The durability of a concrete structure is influenced by a number of chemical and physical processes, which develop over time. These processes change the performance of the concrete over time, e.g. reduction of the bearing capacity or changing the aesthetic appearance. The most common of these processes are: frost attack, reinforcement corrosion, alkali-aggregate reactions, and sulphate attack.
Frost attack is a physical deterioration of concrete and it is normally divided into two classes, depending on the type of damage, internal freezing damaging the bulk concrete and scaling of the surface. When assessing damages caused by frost attack a division is made between freezing with fresh water (normally internal damage) and freezing with water containing salt present (normally scaling of surface). The damages caused by frost attacks are usually seen as scaling of the surface, where in some cases the aggregates particles are exposed and may come loose, or as cracking of the concrete. The presence and intensity of frost attack depend on the exposure environment, moisture and temperature conditions, the execution during construction and the concrete composition. The aim of this thesis is to estimate the effects of the temperature variation over the Cemetitious Materials.

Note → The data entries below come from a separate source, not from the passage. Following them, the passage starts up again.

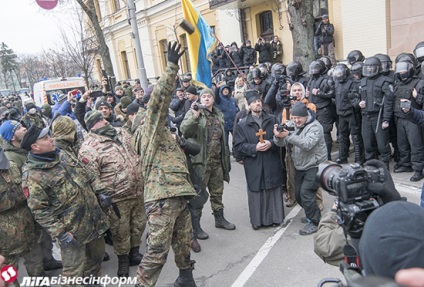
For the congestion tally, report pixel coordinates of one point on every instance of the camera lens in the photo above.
(327, 176)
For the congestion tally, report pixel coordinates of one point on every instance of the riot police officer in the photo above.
(296, 74)
(348, 123)
(355, 56)
(410, 140)
(321, 93)
(377, 109)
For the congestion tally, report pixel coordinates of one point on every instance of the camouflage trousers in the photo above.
(127, 230)
(169, 225)
(83, 260)
(33, 262)
(213, 179)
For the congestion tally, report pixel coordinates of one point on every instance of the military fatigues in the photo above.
(118, 174)
(17, 226)
(212, 164)
(377, 93)
(409, 136)
(61, 199)
(167, 186)
(19, 156)
(325, 114)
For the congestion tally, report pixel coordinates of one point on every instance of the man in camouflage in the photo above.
(62, 201)
(107, 152)
(12, 133)
(17, 226)
(167, 186)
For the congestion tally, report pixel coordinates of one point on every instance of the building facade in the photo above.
(378, 26)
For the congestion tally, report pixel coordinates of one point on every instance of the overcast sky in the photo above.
(27, 28)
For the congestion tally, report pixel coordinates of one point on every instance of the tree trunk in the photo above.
(302, 28)
(103, 48)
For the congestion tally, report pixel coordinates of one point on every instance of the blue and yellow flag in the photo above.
(201, 43)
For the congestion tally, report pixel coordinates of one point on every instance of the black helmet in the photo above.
(294, 69)
(386, 62)
(340, 73)
(372, 67)
(419, 51)
(256, 73)
(355, 56)
(404, 70)
(278, 70)
(402, 57)
(327, 62)
(317, 67)
(356, 69)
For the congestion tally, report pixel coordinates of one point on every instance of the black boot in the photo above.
(135, 256)
(123, 266)
(51, 264)
(185, 279)
(199, 233)
(221, 222)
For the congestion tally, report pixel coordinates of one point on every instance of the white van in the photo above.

This research work is divided in two parts: The Thermodynamic and Mechanical Properties of Cementitious Materials under Freezing and Thawing Actions. In the first part based on thermodynamic theories in case of freezing, the ice radius was computed. The capillary and gel porosity were computed by DuCom program and finally the ice quantity was made. The result of the analysis was compared by experimental results done by Powers and Brownyard.
In both cases for lower water cement ratios the ice quantity is almost the same, but in the case of higher water cement ratios, the Powers model supra-estimate the ice quantity. In the present model, the ice quantity is constant after -250C, fact that was confirmed by experimental data; the elastic modulus presents the same values in case of -250C and -400C, which means the ice is already formed at -25C0 and the damage quantifications for different limit temperatures are the same.
In the second part a complete experimental investigation regarding temperature variation effect was made. The main purpose of the experiment was the elastic modulus investigation and the influence of water cement ratio, minimum temperature, temperature change rate over the specimenfs stiffness. Mortar concrete with water cement ratios W/C-100%, 55% and 35% was analyzed. The limit temperature was -100C, -250C, -400C and for each case different temperature change rates were used. The experiment reveals the behavior of mortars in different conditions.
Both aspects: The Thermodynamic and Mechanical Properties of Cementitious Materials under Freezing and Thawing Actions are interconnected and a common approach tried to offer a general view of the freezing phenomena.